Al final, Alexander recibió un mensaje cifrado en su teléfono con una dirección: un café en el barrio más exclusivo de Nueva York. Esa tarde, él llegó al lugar y allí estaba ella, sentada en una mesa al fondo, esperándolo. El misterio estaba lejos de resolverse, pero al ver esos ojos, Alexander supo que estaba dispuesto a descubrir cada secreto de aquella mujer, sin importar el precio que tuviera que pagar.
Alexander sintió una mezcla de adrenalina y anticipación al acercarse a la mesa. La mujer levantó la mirada cuando se acercó, y al verlo, una leve sonrisa asomó en sus labios. Tenía los mismos ojos profundos que recordaba, llenos de secretos que lo invitaban a desentrañarlos.
—Alexander Stone —dijo ella, sin rastro de sorpresa, como si hubiera sabido que él vendría.

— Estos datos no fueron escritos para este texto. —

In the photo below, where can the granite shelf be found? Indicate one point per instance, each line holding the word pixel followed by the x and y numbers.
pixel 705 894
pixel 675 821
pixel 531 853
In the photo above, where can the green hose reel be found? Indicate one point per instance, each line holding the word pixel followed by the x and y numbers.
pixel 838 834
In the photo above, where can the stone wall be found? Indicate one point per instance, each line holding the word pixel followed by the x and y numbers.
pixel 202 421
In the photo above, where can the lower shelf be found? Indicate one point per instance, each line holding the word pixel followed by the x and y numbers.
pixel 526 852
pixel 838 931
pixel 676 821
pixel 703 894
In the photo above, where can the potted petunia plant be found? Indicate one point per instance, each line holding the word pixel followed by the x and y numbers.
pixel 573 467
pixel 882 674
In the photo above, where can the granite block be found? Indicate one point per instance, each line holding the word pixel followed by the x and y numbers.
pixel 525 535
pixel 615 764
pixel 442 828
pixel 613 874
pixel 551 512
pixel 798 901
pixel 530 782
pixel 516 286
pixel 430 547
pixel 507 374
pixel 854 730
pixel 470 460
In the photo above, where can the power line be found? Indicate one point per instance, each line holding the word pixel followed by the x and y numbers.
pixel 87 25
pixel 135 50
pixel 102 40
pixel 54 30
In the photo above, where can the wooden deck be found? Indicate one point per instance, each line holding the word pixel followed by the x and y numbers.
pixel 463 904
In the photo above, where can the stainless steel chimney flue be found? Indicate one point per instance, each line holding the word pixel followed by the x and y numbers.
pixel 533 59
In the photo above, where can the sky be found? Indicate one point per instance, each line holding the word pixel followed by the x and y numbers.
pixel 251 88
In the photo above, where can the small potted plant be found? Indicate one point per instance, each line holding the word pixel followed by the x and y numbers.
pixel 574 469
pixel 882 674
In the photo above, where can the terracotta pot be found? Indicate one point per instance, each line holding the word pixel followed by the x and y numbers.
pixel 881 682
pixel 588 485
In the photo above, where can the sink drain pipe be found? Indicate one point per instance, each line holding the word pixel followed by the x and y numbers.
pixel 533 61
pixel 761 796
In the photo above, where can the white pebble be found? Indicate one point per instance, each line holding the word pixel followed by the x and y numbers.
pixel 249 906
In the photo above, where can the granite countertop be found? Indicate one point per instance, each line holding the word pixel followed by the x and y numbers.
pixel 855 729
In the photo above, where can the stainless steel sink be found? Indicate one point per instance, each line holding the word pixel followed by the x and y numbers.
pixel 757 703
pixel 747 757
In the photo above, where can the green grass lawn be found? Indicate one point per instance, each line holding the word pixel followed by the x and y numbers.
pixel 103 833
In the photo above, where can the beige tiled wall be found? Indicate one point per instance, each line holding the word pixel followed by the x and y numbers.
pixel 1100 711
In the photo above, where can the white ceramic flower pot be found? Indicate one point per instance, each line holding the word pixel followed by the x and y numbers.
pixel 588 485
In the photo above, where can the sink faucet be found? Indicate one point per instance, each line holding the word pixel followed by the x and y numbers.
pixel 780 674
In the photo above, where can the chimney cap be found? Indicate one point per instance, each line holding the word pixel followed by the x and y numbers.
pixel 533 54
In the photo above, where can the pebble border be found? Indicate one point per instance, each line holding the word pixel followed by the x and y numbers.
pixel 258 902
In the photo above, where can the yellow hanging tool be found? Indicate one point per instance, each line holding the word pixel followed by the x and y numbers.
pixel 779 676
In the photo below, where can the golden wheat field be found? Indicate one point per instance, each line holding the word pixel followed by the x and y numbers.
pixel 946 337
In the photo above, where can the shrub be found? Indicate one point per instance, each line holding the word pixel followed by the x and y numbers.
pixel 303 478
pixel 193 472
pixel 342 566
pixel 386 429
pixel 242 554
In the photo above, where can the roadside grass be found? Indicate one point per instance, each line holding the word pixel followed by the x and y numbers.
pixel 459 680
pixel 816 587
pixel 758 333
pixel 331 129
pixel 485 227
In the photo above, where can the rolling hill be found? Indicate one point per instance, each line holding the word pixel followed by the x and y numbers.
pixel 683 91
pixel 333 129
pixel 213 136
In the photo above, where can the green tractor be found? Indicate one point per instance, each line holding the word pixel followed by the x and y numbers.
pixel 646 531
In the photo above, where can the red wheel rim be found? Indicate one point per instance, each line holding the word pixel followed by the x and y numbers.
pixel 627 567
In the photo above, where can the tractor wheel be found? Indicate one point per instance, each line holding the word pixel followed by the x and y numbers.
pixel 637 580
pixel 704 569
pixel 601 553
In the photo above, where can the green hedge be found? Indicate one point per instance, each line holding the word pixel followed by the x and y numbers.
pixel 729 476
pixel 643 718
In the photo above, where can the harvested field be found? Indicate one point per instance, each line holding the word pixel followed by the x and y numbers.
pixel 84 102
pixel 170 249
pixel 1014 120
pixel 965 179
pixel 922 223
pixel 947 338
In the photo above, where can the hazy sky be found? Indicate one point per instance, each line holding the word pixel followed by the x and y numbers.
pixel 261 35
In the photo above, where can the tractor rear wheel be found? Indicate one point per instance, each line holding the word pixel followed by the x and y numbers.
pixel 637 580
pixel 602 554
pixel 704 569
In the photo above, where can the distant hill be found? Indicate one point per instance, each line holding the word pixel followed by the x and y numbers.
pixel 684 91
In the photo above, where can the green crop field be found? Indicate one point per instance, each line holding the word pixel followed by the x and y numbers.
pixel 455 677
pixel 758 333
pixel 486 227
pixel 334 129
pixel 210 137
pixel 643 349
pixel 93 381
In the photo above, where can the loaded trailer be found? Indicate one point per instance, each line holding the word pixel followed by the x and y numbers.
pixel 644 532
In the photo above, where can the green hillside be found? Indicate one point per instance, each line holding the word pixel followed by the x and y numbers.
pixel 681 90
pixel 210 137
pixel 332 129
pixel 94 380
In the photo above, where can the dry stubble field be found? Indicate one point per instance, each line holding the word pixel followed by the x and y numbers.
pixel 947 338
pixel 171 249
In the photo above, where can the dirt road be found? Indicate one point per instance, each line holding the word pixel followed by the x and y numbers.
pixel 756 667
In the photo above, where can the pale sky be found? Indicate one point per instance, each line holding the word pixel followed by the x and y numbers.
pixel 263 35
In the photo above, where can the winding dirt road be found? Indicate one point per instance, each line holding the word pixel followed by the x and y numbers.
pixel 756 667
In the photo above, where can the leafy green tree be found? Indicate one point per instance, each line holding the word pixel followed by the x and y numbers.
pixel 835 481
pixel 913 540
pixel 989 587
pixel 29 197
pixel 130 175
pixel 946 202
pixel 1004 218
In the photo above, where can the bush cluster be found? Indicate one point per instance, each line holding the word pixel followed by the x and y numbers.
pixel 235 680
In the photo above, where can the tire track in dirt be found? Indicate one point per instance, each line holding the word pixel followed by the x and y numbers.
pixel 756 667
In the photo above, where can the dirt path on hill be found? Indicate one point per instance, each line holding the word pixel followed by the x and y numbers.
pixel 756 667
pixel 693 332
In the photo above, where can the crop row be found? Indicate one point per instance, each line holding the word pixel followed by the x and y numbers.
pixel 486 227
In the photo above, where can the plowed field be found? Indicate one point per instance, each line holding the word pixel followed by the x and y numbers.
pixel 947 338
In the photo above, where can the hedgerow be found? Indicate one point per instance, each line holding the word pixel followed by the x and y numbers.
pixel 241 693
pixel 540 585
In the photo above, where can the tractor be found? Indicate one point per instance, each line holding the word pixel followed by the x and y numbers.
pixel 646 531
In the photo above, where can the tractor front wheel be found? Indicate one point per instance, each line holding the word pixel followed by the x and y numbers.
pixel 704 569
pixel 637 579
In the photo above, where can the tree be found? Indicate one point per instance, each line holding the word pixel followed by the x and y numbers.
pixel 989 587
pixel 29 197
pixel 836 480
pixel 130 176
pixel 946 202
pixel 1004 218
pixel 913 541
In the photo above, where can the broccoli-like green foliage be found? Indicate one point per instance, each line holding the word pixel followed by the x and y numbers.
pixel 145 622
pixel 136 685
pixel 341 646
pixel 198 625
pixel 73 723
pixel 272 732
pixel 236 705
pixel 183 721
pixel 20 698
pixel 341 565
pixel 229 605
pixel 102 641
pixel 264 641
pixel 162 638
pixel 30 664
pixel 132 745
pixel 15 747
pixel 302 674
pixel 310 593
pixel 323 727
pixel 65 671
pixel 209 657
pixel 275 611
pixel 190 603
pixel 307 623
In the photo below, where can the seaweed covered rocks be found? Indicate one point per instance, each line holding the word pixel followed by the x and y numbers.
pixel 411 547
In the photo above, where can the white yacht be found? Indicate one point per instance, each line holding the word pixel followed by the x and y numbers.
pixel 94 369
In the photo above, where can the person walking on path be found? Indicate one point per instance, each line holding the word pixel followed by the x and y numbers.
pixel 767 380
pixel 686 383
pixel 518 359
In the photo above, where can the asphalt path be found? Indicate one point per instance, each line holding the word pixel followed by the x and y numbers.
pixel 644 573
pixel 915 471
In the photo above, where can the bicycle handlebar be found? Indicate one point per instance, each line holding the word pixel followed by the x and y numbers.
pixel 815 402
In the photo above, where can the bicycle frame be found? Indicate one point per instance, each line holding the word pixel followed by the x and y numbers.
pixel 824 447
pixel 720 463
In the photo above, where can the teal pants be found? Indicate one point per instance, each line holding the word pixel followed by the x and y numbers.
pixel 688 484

Alexander se sentó frente a ella, manteniendo su mirada firme, tratando de descifrar lo que se ocultaba detrás de esa fachada tranquila. Finalmente, habló:
—Parece que sabes quién soy. Pero yo no tengo ni la menor idea de quién eres tú.
La mujer inclinó la cabeza, sus labios curvándose en una sonrisa enigmática.
—Puedes llamarme Alexa. Y antes de que preguntes, no, no es mi verdadero nombre. Tampoco tienes que saberlo… aún.
Alexander frunció el ceño. Sabía que esto sería complicado, pero no estaba preparado para tanta ambigüedad. Sin embargo, algo en su instinto le decía que debía seguirle el juego.
—Entonces, Alexa —dijo, su tono cauteloso pero decidido—, ¿vas a decirme qué ocurrió esa noche? ¿Por qué me drogaron y desapareciste sin dejar rastro?
Alexa suspiró y, sin perder su calma, lo miró directamente a los ojos.
—Lo que sucedió esa noche no fue casualidad, Alexander. Tampoco fue un ataque. Fue… una prueba.
Alexander arqueó una ceja, confundido y a la vez intrigado.